Cette œuvre qui se montre n’est plus celle qui avait été imaginée par l’auteur et celui-ci n’est pas seul responsable de la forme que prendra sa création lors des représentations. Pour Loïc Touzé, s’il n’existe pas d’œuvre sans écriture, celle-ci n’est jamais définitive. Pour lui, l’auteur n’est qu’un des nombreux effets qui permettent l’avènement de l’œuvre et sa perpétuelle recréation. L’auteur est un maillon d’un processus qui le dépasse et qui survit bien après lui. Cette conception rend caduques les notions de copie et d’original dans le domaine chorégraphique. Sinon il ne faudrait voir dans chaque représentation que l’imparfaite copie d’une œuvre originale qu’il serait impossible de reproduire à l’identique. Les modalités même de transmission d’une œuvre dansée constituent une recréation. Comme l’a expliqué Jean-Marc Piquemal si la partition qu’il produit donne de nombreux éléments sur une œuvre, il lui faut faire des choix sur ce qu’il va montrer d’une création. Comme il l’a déclaré : « le notateur recrée une pièce qui n’est pas vraiment l’original ». Mais pour lui, la mise en partition n’est qu’un des nombreux bouleversements qui affectent l’œuvre au cours de son existence ; la lecture de cette partition puis son incarnation l’entraîneront invariablement dans d’autres directions que celles pensées par l’auteur puis le notateur.
Tous les intervenants ont insisté sur l’importance de la confrontation avec le public, condition même de l’existence de l’œuvre chorégraphique, ce qui la rend fortement dépendante d’un certain nombre de contraintes matérielles. Dans cette optique, Mélanie Perrier, chorégraphe, a souligné le rôle déterminant du programmateur dans le processus de création. Elle a ainsi déclaré : « si une œuvre ne trouve pas son public, elle reste à l’état de prescription, rien de plus ». Fred Guzda, faisant un détour par le champ des arts plastiques, a souligné le rôle déterminant des institutions culturelles dans la reconnaissance d’une proposition comme œuvre d’art. Pour la danse, cela s’affirme avec d’autant plus de force qu’il ne s’agit plus simplement de reconnaissance mais de la vie de et de la survie d’une proposition.

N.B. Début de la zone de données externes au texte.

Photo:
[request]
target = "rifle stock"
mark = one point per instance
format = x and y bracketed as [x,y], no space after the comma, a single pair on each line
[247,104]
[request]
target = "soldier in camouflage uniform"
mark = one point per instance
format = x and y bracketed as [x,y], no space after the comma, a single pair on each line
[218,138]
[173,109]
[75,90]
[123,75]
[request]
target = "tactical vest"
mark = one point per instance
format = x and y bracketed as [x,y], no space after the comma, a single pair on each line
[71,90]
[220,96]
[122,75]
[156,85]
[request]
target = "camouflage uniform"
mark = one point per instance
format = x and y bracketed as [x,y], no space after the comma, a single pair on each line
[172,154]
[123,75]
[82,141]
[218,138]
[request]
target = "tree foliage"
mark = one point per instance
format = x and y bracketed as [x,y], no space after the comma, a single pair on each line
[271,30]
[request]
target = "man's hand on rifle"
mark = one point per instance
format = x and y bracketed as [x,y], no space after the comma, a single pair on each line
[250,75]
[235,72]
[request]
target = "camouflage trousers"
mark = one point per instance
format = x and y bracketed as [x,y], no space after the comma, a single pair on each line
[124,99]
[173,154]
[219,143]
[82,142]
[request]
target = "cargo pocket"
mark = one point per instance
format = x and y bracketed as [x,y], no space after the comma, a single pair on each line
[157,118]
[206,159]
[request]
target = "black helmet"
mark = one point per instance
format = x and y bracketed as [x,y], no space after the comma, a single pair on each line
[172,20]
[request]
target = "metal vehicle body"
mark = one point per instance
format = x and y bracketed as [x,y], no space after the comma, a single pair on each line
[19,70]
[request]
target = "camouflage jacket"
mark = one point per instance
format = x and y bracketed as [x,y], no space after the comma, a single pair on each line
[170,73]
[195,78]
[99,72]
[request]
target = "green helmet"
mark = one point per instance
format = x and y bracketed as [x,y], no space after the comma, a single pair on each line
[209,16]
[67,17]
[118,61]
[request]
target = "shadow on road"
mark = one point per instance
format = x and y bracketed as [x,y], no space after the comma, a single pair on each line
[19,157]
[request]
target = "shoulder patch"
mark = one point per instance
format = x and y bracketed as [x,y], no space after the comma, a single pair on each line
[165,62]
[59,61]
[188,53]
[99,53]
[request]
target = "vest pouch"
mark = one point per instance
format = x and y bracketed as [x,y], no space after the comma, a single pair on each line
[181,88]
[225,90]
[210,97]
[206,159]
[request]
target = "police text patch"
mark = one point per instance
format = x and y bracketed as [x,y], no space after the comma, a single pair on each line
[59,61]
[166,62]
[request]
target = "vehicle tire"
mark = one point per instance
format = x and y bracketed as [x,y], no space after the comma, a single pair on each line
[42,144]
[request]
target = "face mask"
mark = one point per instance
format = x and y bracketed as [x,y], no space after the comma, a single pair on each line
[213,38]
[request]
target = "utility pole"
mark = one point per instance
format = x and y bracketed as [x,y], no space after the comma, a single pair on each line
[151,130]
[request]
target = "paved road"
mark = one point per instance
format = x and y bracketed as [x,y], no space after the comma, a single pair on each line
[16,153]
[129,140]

Pour Mélanie Perrier, les modes de représentation habituels de l’œuvre dansée, ceux soutenus et promus par les institutions culturelles, sont trop restreints et ne garantissent pas sa bonne transmission. Aux yeux de Loïc Touzé, ce n’est pas parce que de nouveaux lieux de représentation voient le jour que les publics se diversifient et que les œuvres sont mieux vues. En effet, comme l’a démontré Téodoro Gilabert [3], l’accessibilité physique à un lieu culturel et à une œuvre ne garantit en rien son accessibilité intellectuelle. Mélanie Perrier évoque d’autres formes de transmission de l’œuvre, en dehors de la traditionnelle confrontation entre les danseurs et le public. Elle a notamment évoqué l’idée d’un atelier : selon elle, c’est aussi dans le processus de transmission que le chorégraphe fait œuvre, lorsqu’il fait en sorte qu’une création se comprend et se vit.
Ainsi les intervenants ont fait émerger l’idée d’une définition en construction de l’œuvre ; danseurs et chorégraphes expérimentent au quotidien cette conception mouvante et en décalent les frontières par leur pratique.
Zoé Haller
Historienne de l’art
Notes
[1] GUZDA Fred, Qu’est-ce qu’une œuvre ?, mis en ligne le 7 octobre 2013, consulté le 2 décembre 2014, http://aaar.fr/revue/qu-est-ce-qu-une-oeuvre-fred-guzda
[2] POUILLAUDE Frédéric, Le désœuvrement chorégraphique. Etude sur la notion d’œuvre en danse, Paris, Vrin, 2009.
[3] GILABERT Teodoro « La géographie et l’analyse des politiques de diffusion de l’art contemporain en France», in Sociologie de l’Art, 2/2006, OPuS 9 & 10, p. 161-178.